Water impactPathogen log-reduction requirements for direct potable reuse (DPR) must ensure reliable protection of public health, but should be appropriately selected to avoid the economic, societal, and environmental costs of over-treatment. This study recommends both a framework and specific requirements for pathogen control in DPR using the highest-quality pathogen monitoring data in probabilistic microbial risk assessments. |
California has already developed regulations for two forms of IPR (groundwater recharge and surface water augmentation), and the California State Water Resources Control Board (State Water Board) is under legislative mandate to develop DPR regulations by the end of 2023. In its 2016 DPR feasibility assessment, the State Water Board concluded that it needed to modernize the process of developing pathogen log reduction targets (LRTs) for DPR by 1) developing a new high-quality dataset to better characterize pathogen concentrations in raw wastewater, and 2) implementing an updated probabilistic approach for determining LRTs.3,4 The probabilistic approach prioritizes the use of high-quality monitoring methods to develop robust datasets that are used to describe statistical functions (probability distributions) that characterize the likely range in pathogen concentrations. The distributions are used to estimate microbial risk as well as the likelihoods that those values occur within a given range. The probabilistic approach allows for the risk manager to consider the entire distribution of risk and eliminates the need to assume extreme estimates for pathogen concentrations that could erroneously overestimate risk.
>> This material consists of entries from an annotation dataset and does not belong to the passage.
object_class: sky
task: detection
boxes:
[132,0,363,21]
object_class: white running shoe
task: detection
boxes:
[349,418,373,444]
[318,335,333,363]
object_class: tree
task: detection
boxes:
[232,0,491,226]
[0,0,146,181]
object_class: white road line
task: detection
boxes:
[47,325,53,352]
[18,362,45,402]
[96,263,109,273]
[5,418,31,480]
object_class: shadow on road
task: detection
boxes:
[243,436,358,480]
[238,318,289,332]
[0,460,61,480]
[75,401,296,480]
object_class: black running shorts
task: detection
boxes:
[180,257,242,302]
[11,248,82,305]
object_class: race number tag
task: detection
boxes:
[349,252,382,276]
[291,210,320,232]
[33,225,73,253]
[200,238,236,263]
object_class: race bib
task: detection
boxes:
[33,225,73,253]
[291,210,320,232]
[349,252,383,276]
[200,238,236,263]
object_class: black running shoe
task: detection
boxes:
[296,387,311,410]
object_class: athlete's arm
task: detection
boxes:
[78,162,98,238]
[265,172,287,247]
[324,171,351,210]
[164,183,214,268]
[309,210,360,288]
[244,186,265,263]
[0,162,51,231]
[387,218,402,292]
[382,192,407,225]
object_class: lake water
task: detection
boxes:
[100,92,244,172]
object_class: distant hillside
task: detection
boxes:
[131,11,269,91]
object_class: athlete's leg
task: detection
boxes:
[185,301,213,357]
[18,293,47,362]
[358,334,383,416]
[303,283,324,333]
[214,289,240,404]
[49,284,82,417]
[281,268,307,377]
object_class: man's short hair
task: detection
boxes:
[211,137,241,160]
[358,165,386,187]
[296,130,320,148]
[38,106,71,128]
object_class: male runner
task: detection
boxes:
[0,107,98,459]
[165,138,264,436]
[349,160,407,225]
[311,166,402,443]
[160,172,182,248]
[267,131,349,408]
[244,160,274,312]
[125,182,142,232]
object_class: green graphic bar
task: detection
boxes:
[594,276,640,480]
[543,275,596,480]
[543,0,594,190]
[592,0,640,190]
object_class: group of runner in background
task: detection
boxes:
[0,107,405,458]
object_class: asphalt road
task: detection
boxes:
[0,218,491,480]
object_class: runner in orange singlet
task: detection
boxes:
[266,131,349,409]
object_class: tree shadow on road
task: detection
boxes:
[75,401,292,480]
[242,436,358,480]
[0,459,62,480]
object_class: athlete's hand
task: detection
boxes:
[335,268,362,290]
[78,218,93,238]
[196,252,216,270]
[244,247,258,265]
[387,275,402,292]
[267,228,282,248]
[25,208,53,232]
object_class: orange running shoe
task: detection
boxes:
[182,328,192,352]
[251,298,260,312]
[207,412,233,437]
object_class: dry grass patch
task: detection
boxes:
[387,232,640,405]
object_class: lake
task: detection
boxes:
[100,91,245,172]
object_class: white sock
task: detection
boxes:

To meet this goal, the State Water Board undertook three research projects related to enteric pathogen control: two related to the characterization of pathogen concentrations in wastewater and the third in the application of these new data to develop treatment requirements. In the first, a 14-month pathogen monitoring campaign was conducted to better characterize the concentrations of representative enteric pathogens in raw wastewater.5,6 This study was deemed critical because these concentrations define the starting point for calculating LRTs: higher raw wastewater concentrations require greater levels of treatment to reduce pathogen concentrations down to acceptable drinking water levels (and vice versa). The second research effort evaluated how these concentrations would be impacted during periods of higher disease occurrence, such as during outbreaks.7 Because the State Water Board acknowledged the need for improved methods to “provide more complete information on [pathogen] concentrations and their variability”,3 the pathogen monitoring effort developed new standard operating protocols (SOPs) adhering to strict QA/QC regimes to ensure the new data were of the highest quality.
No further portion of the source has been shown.